Me metí entre las piernas de mi madre y separé los labios. Su
coño brillaba por los fluidos que salían de él por la excitación. Pasé mi lengua
por toda su raja de abajo arriba y ella se estremeció. No le di más, me metí
entre las piernas de la otra e hice lo mismo, separé los labios y lo lamí de
igual forma. Los dos coños estaba riquísimos.
-¿Cuál te gusta más? –me preguntó mi madre.
-Los dos están igual de buenos, calientes y con ganas de ser
follados, pero empezaré por ti que eres mi madre.
La cogí y le levanté las piernas hasta que los tobillos
estaban a la altura de su cabeza y le pedí a mi tía que le abriera los labios
del coño. Metí mi lengua en la raja y se la pasé por toda la raja. Le metía la
lengua en su vagina como si la follara y busqué su clítoris para lamerlo un rato
mientras le metía un par de dedos en el coño. Ella gemía y se retorcía pidiendo
que no parara de lamerla. Pasaba la lengua por todo el coño y la llevaba hasta
la entrada de su ano. Esto hacía que se retorciera y gimiera más.
Yo estaba de rodillas con mi cabeza en el coño de mi madre y
ella se sujetaba las piernas para ofrecérmelo mejor. Mi polla colgaba y mi tía
se tumbó debajo mía para mamármela. Bastaron dos o tres chupetazos para que se
pusiera dura de nuevo, mi tía se la tragaba hasta el fondo.
Al poco tiempo sentí que mi madre no aguantaba más y dando
grandes gemidos se corrió en mi boca, dando espasmos cada vez que le pasaba la
lengua por el clítoris. Me giré sin sacarle la polla a mi tía de la boca y
busqué su coño. Ella dobló y abrió las piernas y comencé a meter mi lengua entre
los labios. Daba gemidos ahogados al sentir mis dedos entrarle en el coño y me
daba mamadas más fuertes como agradecimiento. Tras varios minutos, en los que mi
madre descansaba y nos miraba, se sacó la polla de la boca.

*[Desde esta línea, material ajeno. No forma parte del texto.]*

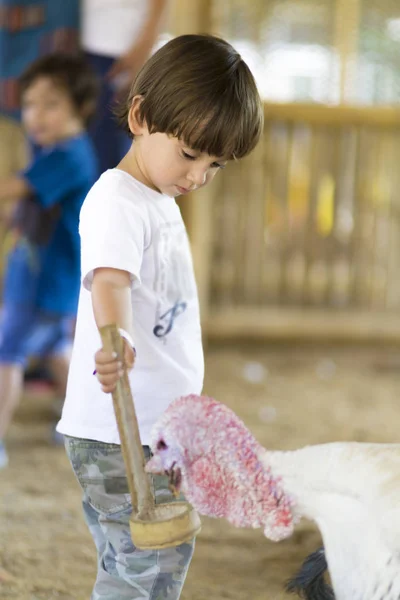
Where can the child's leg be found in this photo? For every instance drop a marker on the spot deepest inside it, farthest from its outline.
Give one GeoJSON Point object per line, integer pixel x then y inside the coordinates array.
{"type": "Point", "coordinates": [11, 385]}
{"type": "Point", "coordinates": [17, 322]}
{"type": "Point", "coordinates": [124, 572]}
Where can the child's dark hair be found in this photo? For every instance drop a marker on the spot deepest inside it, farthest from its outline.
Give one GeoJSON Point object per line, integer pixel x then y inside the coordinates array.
{"type": "Point", "coordinates": [69, 71]}
{"type": "Point", "coordinates": [199, 89]}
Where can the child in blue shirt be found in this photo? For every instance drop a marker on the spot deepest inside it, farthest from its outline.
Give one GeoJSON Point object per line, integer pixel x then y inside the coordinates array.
{"type": "Point", "coordinates": [42, 273]}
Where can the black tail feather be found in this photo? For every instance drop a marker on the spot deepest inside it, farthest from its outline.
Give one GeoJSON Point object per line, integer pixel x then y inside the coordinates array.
{"type": "Point", "coordinates": [309, 583]}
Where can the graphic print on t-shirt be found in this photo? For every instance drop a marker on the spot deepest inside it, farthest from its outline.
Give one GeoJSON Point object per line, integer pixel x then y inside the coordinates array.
{"type": "Point", "coordinates": [175, 286]}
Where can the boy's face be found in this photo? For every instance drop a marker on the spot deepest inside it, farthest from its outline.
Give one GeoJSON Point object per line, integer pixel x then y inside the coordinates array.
{"type": "Point", "coordinates": [48, 113]}
{"type": "Point", "coordinates": [167, 165]}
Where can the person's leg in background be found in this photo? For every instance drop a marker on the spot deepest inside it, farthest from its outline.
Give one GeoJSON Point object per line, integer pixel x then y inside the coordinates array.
{"type": "Point", "coordinates": [17, 322]}
{"type": "Point", "coordinates": [51, 341]}
{"type": "Point", "coordinates": [110, 142]}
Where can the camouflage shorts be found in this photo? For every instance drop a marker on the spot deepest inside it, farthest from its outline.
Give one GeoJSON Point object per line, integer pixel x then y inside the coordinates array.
{"type": "Point", "coordinates": [124, 572]}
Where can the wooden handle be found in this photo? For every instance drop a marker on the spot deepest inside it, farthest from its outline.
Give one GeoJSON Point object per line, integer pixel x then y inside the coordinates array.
{"type": "Point", "coordinates": [132, 451]}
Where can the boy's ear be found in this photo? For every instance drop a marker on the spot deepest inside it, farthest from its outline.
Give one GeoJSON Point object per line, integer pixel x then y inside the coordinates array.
{"type": "Point", "coordinates": [136, 125]}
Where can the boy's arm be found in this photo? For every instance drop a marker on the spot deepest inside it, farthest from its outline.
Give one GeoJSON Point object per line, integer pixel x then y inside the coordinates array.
{"type": "Point", "coordinates": [111, 300]}
{"type": "Point", "coordinates": [12, 188]}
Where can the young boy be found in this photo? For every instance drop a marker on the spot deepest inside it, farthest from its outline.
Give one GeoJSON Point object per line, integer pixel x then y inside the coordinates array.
{"type": "Point", "coordinates": [42, 273]}
{"type": "Point", "coordinates": [193, 107]}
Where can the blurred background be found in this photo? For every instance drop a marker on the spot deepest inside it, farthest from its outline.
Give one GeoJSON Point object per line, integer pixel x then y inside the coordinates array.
{"type": "Point", "coordinates": [297, 255]}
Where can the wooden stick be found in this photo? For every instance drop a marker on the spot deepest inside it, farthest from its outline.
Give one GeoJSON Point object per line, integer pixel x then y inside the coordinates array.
{"type": "Point", "coordinates": [132, 451]}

-Fóllame, por favor, métemela entera. –me dijo.
Me levanté de encima de ella y la coloqué a cuatro patas
mirando al cabecero de la cama. Me puse detrás de su enorme culo y lo acaricie
un poco metiendo un dedo para buscar su coño.
-Yo te ayudo hijo. –me dijo mi madre.
Me la cogió y, antes de acercársela a la hermana, le dio unas
cuantas mamadas. Tiró de mi polla para que me acercara al culo de mi tía. Sentí
el calor del coño de ella.
-Empuja ahora. –me pidió mi madre.
Poco a poco empuje y la polla entró sin ninguna resistencia.
Mi tía daba pequeños gemidos de placer. Yo, a la vez que la penetraba, le
acariciaba el culo. Sentía como mi polla se abría paso por aquella vagina.
Sentía el roce de su coño.
Los dos gemíamos de placer y mi madre al lado se masturbaba
viendo a su hermana y su hijo follar. Después de un rato se levanto y fue al
mueble para coger un consolador, una polla no muy grande. Se volvió a la cama y
se puso al lado de la otra también a cuatro patas.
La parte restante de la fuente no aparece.